When I was shopping for wine for opera night, the grocery store's wine manager assisted me. He is quite knowledgeable and does not snub inexpensive wines if they are comparable to the more pricey ones. From previous confession, he knows that my wine knowledge is minimal, so like a good professor, he tries to broaden my education whenever I enlist his help.
In this regard, he confided to me that he was shocked to discover that some people choose wine based on the label artwork.
"Really?" I asked incredulously. Then I shyly showed him a bottle that I had already stashed in my cart; I'm sure you have already guessed how I chose it. He approved the selection, and I happily tucked it back in amongst the arugula, kale, and romaine.
The label proved to be a good history and art research lesson for me. This is what I learned: It features a detail from a fresco painted by Pinturicchio for the Piccolomini Library in Siena. It is one of ten depicting significant events in the life of Pope Pius II that were commissioned in 1502 by Cardinal Francisco Piccolomini.

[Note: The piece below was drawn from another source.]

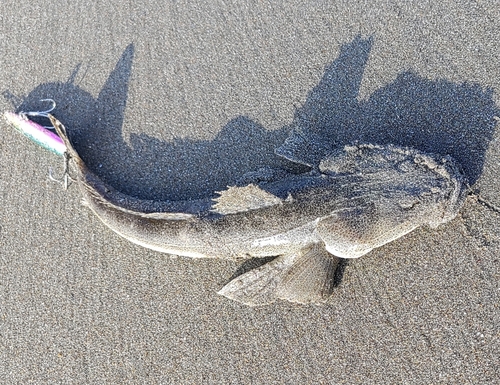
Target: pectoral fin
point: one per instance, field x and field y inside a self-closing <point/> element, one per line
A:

According to the Catholic Encyclopedia: "These frescoes are fifteenth-century tableaux vivants in which people of all conditions are represented." In the one used on my wine bottle, Pope Pius II is introducing Emperor Frederick III to Princess Eleanor of Portugal. This site has pictures of all ten frescoes.
And the connection between the artwork and the wine? The description on the back of the bottle says that "This historic painting shares its Tuscan heritage with the wine of the region, Chianti Classico."